「門」2014/07/26 16:51

 宗助・お米はラブラブ夫婦なのですが、実は宗助が友人の奥さんを奪っちゃったという略奪婚で、二人のつましい生活の中には後ろめたさの影が付き纏います。
 あるとき、思い悩んだ宗助はなにがしかの悟りを求めて禅寺の門をくぐります。
 この寺が、今年のGWに行った鎌倉の円覚寺をモデルにしているということで、学生時代に読んだ「門」をもう一遍読み直してみようか、と思ったわけです。
 しばらく禅寺に滞在したものの宗助にとって禅の修行も問答も気まずい苦痛でしかなくなんの意味も見いだせす、自分のダメダメ感が改めて浮き彫りにされてしまったようなものでした。
 彼は門を通る人ではなかった。また門を通らないで済む人でもなかった。要するに、彼は門の下に立ち竦んで、日の暮れるのを待つべき不幸な人であった。
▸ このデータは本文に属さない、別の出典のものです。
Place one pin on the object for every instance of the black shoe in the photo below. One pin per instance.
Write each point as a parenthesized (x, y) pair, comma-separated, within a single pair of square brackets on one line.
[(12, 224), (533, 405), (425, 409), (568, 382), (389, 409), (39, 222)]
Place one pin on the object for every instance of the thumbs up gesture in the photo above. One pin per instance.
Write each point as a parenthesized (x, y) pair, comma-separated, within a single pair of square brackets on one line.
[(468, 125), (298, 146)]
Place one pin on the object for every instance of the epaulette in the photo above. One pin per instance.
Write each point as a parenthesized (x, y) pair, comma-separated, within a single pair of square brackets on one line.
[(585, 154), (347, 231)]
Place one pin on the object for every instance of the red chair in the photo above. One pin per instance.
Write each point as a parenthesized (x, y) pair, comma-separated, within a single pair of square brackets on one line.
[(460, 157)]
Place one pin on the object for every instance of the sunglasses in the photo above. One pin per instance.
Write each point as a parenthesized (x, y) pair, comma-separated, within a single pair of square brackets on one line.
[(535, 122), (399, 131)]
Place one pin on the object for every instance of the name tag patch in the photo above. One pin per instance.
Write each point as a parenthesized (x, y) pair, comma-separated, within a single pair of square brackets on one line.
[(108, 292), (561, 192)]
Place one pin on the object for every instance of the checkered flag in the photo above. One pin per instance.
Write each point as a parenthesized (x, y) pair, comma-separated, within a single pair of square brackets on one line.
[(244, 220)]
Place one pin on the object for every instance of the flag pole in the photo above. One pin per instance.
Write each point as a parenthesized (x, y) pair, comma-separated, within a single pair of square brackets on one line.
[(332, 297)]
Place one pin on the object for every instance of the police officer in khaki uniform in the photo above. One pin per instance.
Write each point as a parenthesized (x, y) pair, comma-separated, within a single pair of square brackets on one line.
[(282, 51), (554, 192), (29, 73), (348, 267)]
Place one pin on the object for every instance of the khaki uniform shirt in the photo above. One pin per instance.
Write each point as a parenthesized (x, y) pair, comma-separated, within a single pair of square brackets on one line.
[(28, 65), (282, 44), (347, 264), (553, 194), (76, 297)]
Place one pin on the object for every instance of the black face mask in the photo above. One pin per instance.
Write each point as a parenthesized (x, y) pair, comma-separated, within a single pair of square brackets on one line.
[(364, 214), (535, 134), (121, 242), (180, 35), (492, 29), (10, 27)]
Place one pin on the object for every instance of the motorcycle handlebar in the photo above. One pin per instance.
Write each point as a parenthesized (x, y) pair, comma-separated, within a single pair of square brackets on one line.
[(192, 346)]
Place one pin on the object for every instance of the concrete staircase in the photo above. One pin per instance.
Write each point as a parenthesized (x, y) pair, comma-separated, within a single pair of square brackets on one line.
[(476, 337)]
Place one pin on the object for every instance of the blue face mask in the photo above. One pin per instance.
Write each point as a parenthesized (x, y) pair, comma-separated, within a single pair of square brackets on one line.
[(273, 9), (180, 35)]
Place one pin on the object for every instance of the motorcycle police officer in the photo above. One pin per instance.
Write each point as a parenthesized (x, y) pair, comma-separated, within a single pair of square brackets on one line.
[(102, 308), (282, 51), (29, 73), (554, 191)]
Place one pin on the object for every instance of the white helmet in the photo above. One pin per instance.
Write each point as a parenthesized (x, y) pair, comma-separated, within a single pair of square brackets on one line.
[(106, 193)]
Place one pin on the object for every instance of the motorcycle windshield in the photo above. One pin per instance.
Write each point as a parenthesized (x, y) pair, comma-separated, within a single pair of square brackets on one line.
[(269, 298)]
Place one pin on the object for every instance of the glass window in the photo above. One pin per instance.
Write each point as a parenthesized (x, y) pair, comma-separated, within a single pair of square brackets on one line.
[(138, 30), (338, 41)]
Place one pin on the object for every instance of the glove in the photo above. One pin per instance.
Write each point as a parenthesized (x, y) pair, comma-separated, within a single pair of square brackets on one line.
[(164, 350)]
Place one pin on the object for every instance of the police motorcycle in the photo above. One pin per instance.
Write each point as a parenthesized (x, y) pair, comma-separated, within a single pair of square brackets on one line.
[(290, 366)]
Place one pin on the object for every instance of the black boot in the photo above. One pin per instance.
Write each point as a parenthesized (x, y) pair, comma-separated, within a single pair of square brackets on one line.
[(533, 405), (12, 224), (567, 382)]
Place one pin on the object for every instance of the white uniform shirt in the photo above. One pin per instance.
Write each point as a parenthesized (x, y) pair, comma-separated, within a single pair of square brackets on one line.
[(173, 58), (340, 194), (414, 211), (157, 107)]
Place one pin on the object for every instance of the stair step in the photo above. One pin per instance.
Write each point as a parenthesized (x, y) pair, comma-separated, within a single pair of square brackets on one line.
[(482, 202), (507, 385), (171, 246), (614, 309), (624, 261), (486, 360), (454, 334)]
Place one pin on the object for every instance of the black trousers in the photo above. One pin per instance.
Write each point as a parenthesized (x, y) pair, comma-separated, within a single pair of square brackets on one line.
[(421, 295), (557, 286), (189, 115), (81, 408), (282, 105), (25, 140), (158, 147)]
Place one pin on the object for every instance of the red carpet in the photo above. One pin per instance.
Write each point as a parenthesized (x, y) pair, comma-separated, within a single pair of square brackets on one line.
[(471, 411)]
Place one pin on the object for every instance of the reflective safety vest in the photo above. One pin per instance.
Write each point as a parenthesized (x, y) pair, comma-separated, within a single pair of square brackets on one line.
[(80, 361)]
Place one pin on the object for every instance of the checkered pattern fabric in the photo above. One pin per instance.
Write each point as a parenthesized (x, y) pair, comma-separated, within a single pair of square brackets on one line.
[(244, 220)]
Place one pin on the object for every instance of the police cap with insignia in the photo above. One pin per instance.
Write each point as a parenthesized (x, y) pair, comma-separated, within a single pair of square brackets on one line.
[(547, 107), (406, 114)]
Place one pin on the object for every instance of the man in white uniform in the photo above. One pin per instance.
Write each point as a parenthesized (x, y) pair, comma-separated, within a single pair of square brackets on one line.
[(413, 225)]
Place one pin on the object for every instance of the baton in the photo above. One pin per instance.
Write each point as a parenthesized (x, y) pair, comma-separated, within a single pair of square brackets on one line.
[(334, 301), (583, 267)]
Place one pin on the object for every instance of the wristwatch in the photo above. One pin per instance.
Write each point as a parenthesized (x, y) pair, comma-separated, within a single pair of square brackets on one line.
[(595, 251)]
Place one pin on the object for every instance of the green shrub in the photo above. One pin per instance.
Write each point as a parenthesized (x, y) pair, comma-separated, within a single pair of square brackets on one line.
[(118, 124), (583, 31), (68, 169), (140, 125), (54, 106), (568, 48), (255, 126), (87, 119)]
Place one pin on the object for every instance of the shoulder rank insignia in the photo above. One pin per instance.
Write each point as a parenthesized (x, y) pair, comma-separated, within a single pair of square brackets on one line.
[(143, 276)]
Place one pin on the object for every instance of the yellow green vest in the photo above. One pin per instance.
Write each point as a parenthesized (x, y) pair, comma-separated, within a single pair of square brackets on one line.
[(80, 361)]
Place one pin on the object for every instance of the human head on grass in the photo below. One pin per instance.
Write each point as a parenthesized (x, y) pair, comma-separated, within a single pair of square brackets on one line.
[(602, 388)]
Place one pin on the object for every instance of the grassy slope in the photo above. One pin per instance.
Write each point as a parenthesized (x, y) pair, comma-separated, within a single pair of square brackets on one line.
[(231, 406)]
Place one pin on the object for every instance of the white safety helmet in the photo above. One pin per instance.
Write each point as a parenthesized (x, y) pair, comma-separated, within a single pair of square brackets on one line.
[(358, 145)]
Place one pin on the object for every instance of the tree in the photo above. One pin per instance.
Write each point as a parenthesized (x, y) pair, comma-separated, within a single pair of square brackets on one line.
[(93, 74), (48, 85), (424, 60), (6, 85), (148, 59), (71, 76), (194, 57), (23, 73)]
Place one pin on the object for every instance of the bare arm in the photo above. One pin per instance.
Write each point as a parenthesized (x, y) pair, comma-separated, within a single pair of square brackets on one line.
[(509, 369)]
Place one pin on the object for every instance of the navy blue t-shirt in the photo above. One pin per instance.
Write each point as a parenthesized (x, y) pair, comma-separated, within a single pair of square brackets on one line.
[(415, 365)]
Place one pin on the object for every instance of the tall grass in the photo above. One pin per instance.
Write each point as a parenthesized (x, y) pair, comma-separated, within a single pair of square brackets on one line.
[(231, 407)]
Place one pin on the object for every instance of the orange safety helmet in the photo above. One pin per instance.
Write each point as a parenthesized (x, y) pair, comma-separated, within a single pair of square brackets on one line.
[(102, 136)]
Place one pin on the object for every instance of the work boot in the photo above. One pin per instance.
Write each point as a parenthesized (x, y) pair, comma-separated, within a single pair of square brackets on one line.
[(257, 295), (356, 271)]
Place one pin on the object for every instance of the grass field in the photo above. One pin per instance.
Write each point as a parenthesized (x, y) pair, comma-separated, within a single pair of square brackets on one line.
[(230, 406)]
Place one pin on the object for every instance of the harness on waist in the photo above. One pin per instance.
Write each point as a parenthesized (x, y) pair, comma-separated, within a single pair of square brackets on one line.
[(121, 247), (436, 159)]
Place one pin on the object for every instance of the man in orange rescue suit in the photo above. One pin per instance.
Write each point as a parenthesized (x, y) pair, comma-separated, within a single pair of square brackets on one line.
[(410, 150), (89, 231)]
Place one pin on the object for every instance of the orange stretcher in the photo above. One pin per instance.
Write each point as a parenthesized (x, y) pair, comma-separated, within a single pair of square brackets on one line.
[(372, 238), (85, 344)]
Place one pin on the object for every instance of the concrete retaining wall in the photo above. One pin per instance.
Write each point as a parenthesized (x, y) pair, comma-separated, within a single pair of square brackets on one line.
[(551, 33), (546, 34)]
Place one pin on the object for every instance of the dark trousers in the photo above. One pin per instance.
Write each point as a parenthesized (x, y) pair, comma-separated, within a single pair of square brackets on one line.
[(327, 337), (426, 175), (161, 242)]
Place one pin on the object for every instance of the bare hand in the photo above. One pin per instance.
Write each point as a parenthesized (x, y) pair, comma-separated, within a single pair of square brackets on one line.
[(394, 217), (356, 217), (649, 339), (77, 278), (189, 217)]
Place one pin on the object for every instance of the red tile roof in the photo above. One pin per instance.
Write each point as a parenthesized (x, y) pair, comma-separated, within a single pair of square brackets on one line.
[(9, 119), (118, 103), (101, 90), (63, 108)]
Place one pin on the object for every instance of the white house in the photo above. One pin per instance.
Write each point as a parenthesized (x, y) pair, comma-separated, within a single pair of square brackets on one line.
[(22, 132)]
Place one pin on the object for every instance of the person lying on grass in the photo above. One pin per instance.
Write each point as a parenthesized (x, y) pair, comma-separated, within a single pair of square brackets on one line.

 そんな感じの、どっちつかずな男のショボサを描く(??)作品なのですが、しかし私が印象的に思ったのは
お金がない
お話だという点でした。雅な王朝文学とも激しく剛毅な武家文化とも静謐な侘び寂びの境地とも全く次元が異なって、明治の文学はとっても現実的生活感あふれる「疲れ」の境地なんやなあ。
 日曜の夕刻になると「また明日から一週間働かなければならいのか」と思って憂鬱になるとこなんて、明治も現代と変わりませんね。
 巻末の解説文を読んでいても、「漱石さん、小説なんか書く気分じゃなかったのに原稿料のために渋々ペンをとっていたのだなあ」としか思えませんでした。

 愛おしい幸福を得る代わりに、不安と苦しみも背負わなければならない。